- Ioka Location within the state of Utah
- Coordinates: 40°15′31″N 110°06′50″W﻿ / ﻿40.25861°N 110.11389°W
- Country: United States
- State: Utah
- County: Duchesne
- Settled: 1907
- Elevation: 5,351 ft (1,631 m)
- Time zone: UTC-7 (Mountain (MST))
- • Summer (DST): UTC-6 (MDT)
- ZIP codes: 84066
- GNIS feature ID: 1437594

= Ioka, Utah =

Unincorporated community in the state of Utah, United States

Ioka is an unincorporated community in eastern Duchesne County, Utah, United States.

==Description==
The small farming community is located in a "little valley surrounded by bluffs" within the Uintah Basin, approximately 5 mi northwest of Myton and about 7 mi southwest of Roosevelt It is located on the Uintah and Ouray Indian Reservation and was named after a Ute chief. The name means "bravado".

The main (and the only paved) road in the community is Utah State Route 87 (SR‑87/Ioka Lane/West 3000 South), which runs east‑west through the community.

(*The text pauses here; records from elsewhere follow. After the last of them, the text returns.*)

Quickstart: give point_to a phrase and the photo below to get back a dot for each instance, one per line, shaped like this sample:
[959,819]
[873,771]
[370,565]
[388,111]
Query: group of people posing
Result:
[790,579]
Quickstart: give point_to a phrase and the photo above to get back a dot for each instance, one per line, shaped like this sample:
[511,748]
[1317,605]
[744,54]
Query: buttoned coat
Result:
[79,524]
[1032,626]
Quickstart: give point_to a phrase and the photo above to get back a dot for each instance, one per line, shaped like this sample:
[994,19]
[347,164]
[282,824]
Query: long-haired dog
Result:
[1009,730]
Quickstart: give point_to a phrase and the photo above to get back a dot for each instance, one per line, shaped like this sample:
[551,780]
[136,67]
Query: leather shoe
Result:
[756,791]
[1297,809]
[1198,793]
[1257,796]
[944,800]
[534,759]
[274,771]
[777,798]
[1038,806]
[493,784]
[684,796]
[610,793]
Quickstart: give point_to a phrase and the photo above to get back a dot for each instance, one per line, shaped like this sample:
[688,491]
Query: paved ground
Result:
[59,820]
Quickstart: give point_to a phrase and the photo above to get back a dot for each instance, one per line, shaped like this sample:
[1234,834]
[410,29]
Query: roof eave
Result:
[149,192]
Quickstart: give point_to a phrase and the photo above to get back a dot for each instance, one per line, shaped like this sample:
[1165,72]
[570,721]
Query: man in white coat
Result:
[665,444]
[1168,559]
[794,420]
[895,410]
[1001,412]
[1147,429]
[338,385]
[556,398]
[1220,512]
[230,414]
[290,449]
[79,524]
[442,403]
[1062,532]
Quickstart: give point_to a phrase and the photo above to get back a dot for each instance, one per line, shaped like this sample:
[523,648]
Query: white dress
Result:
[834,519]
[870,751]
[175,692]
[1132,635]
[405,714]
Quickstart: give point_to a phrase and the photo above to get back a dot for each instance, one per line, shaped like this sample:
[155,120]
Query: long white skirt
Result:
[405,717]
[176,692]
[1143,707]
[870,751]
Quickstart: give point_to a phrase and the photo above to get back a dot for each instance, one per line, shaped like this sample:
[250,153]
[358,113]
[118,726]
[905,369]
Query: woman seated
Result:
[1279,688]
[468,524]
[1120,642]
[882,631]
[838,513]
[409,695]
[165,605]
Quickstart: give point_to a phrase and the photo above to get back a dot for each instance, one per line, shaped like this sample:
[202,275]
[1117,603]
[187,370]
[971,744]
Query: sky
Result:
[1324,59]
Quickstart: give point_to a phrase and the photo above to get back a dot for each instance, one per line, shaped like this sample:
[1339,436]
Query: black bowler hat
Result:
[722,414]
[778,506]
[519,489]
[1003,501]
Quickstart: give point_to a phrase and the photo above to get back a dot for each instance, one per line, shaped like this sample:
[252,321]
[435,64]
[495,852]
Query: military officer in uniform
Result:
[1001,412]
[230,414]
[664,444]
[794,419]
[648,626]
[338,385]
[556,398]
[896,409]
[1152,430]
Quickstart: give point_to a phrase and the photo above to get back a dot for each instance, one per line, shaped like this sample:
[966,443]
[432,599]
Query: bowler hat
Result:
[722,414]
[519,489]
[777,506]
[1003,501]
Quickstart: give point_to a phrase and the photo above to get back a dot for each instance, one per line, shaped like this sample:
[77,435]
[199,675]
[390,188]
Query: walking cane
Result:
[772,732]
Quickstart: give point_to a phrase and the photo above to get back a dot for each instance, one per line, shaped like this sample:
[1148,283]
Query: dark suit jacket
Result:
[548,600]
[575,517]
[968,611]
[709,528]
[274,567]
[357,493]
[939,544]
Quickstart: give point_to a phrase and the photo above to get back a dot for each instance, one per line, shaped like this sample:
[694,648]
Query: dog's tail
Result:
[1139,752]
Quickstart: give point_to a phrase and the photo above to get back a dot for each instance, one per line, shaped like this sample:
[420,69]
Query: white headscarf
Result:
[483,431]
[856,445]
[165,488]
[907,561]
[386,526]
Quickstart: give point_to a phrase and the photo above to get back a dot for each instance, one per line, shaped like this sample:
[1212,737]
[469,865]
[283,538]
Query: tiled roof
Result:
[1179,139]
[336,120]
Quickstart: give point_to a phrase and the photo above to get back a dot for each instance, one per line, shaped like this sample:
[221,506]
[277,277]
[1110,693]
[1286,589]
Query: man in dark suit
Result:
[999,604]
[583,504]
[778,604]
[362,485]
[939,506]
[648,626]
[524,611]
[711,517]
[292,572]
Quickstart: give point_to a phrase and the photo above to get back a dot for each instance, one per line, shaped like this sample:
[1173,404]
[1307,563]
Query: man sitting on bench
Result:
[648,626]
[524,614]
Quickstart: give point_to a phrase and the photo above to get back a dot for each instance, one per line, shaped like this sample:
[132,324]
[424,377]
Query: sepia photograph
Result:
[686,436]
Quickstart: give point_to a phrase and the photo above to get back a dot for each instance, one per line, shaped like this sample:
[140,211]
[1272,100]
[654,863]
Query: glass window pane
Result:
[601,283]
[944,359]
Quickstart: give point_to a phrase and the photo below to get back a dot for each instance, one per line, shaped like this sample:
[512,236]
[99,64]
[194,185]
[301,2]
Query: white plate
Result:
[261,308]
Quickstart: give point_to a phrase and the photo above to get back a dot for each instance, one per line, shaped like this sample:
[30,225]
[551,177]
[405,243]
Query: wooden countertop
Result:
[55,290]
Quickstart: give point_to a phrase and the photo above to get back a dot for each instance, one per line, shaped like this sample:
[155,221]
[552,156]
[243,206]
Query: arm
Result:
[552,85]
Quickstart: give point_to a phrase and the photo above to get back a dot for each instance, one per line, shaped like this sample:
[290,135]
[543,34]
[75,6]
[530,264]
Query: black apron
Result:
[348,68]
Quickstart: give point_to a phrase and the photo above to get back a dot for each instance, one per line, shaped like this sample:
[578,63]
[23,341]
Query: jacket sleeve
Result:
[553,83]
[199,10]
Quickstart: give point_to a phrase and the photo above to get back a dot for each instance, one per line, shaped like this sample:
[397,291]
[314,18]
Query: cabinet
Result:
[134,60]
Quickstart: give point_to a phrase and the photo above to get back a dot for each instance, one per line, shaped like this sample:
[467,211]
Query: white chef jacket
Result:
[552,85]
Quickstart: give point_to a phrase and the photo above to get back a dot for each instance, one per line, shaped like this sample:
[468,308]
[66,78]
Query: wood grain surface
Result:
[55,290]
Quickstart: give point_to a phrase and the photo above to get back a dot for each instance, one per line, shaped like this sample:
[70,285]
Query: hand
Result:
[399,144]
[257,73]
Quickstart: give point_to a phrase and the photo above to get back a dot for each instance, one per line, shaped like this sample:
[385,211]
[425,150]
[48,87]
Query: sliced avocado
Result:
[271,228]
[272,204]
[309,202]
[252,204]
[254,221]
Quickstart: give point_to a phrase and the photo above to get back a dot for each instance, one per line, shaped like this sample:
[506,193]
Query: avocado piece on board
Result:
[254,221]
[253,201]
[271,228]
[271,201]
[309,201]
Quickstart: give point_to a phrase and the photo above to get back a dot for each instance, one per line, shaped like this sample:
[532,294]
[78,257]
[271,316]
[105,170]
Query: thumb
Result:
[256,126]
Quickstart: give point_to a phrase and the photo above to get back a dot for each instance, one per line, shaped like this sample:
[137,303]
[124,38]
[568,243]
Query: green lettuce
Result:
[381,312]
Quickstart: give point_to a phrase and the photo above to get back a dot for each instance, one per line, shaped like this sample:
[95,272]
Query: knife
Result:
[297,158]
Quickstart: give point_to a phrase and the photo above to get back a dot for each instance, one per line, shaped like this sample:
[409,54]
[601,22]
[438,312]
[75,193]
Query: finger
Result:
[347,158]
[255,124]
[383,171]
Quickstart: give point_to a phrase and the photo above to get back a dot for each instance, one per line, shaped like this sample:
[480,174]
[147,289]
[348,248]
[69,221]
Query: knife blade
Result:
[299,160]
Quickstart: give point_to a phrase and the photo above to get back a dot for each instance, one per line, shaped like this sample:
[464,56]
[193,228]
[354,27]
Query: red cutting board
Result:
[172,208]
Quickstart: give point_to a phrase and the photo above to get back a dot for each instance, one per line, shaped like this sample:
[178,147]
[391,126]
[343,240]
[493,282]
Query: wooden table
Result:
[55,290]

SR‑87 connects with U.S. Route 40/U.S. Route 191 at its eastern terminus at Ioka Junction, about the 2.8 mi east of town.

==History==
The community was first settled in 1907 and named Mural (meaning a "walled in valley"), but the name was changed to Ioka by about 1915. In 1908 a post office for the community was established, and remained in operation until 1944.